Klaus had seen cost overruns before. He’d seen projects fail. But this was something else. This was money disappearing into a black hole, and the people responsible kept asking for more.
His phone buzzed. A message from Stuttgart:
Dr. Hoffmann Board meets Friday. They want answers. Can we salvage this or do we pull the contract?
Klaus looked at the spreadsheets again. At the burn rate. At the projections.
He typed back:
Klaus Too early to tell. Investigating.
A lie. He could already tell. But he wasn’t ready to say it out loud.
There was a knock on the glass door. A man his own age — tall, lean, German features, dressed too casually for a business meeting — stood in the doorway.
“Klaus Hartmann? I’m Stefan Richter.”
Klaus stood, shook hands. “The Developer Advocate. Helena mentioned you.”
“She hired me to fix delivery. Leo tells me you’re here about the money.”
“I’m here to understand where the money went.” Klaus gestured at the spreadsheets. “So far, understanding is… elusive.”
Stefan stepped into the room, glanced at the numbers on the screen. His expression tightened.
“Eighteen months. Ninety developers. And the only thing that works is the radio?”
“You’ve seen the product?”
“I’ve seen the code.” Stefan shook his head. “Test coverage at twelve percent on navigation. Zero on climate control.

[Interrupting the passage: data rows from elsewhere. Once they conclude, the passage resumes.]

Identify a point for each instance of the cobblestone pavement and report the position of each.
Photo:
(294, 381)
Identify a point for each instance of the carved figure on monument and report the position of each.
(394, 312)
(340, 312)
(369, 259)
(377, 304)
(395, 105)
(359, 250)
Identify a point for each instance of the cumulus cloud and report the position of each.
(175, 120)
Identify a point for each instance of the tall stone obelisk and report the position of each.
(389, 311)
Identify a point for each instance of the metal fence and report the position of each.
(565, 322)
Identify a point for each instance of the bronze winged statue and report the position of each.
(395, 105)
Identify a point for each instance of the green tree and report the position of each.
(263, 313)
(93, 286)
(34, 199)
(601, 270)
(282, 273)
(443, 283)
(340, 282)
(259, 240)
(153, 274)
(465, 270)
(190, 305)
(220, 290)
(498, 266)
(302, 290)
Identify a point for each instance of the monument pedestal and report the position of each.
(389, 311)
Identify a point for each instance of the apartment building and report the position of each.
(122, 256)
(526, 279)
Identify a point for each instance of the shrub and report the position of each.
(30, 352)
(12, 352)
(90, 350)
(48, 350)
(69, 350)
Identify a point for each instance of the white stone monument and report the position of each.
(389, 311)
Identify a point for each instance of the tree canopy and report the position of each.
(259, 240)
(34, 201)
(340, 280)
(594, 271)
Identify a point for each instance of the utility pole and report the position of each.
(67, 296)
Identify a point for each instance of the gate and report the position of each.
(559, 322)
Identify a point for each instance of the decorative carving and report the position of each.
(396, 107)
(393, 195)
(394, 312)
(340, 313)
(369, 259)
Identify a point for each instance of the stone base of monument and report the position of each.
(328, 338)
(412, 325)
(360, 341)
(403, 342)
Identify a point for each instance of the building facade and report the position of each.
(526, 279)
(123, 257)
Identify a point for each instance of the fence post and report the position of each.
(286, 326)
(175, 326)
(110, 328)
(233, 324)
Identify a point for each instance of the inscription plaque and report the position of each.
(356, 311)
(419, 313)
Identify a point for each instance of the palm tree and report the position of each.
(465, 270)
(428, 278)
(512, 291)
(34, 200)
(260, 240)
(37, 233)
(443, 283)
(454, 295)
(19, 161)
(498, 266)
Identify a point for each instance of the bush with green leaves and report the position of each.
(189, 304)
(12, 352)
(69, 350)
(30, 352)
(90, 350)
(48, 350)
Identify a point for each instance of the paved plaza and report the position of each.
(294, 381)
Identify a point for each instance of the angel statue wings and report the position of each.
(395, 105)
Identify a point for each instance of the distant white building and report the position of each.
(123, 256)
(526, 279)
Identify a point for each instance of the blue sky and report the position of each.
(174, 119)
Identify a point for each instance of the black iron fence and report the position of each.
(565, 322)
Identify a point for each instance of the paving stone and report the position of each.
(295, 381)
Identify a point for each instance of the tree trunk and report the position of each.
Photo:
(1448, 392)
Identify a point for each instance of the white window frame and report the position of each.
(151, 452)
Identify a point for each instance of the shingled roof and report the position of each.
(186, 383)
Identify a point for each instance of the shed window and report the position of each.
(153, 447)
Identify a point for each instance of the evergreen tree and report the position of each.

Feature branches dating back eight months. No CI/CD pipeline. No automated deployment.”
Klaus stared at him. “In eighteen months, they haven’t built a deployment pipeline?”
“They haven’t built tests. The pipeline is the least of their problems.”
Klaus sat back down heavily. “How is this possible? I’ve reviewed the budgets. They have everything — developers, tools, infrastructure. Where is the money going?”
“That,” Stefan said, “is a very good question.”
They looked at each other. Two Germans in a foreign city, looking at the same disaster from opposite ends of the telescope.
“I’m here to fix the engineering,” Stefan said. “But if you find something… financial… I’d want to know.”
Klaus nodded slowly. “And if I find something, I’d want someone who understands the technical side to explain what I’m seeing.”
“Then we understand each other.”
Klaus pulled out his leather notebook — old-fashioned, but he didn’t trust electronic notes for sensitive things.
“There’s something I don’t understand,” he said. “The cost reports show significant spending on ‘external consulting’ — separate from you. Someone called QuantumMind Solutions. Do you know them?”
Stefan’s expression went cold. “I know the type.”
“They’re supposed to arrive next week. ‘Agile transformation specialists,’ according to the contracts.” Klaus flipped through his notes. “The fees are… substantial.”
“Who authorized it?”
“The CFO. Bernardo Souza.”
Stefan was silent for a long moment. Then he said, very quietly: “That’s interesting.”
“Why?”
“Because the developers are already doing agile. Or trying to. They don’t need transformation specialists.” Stefan moved toward the door. “They need someone to stop sabotaging them.”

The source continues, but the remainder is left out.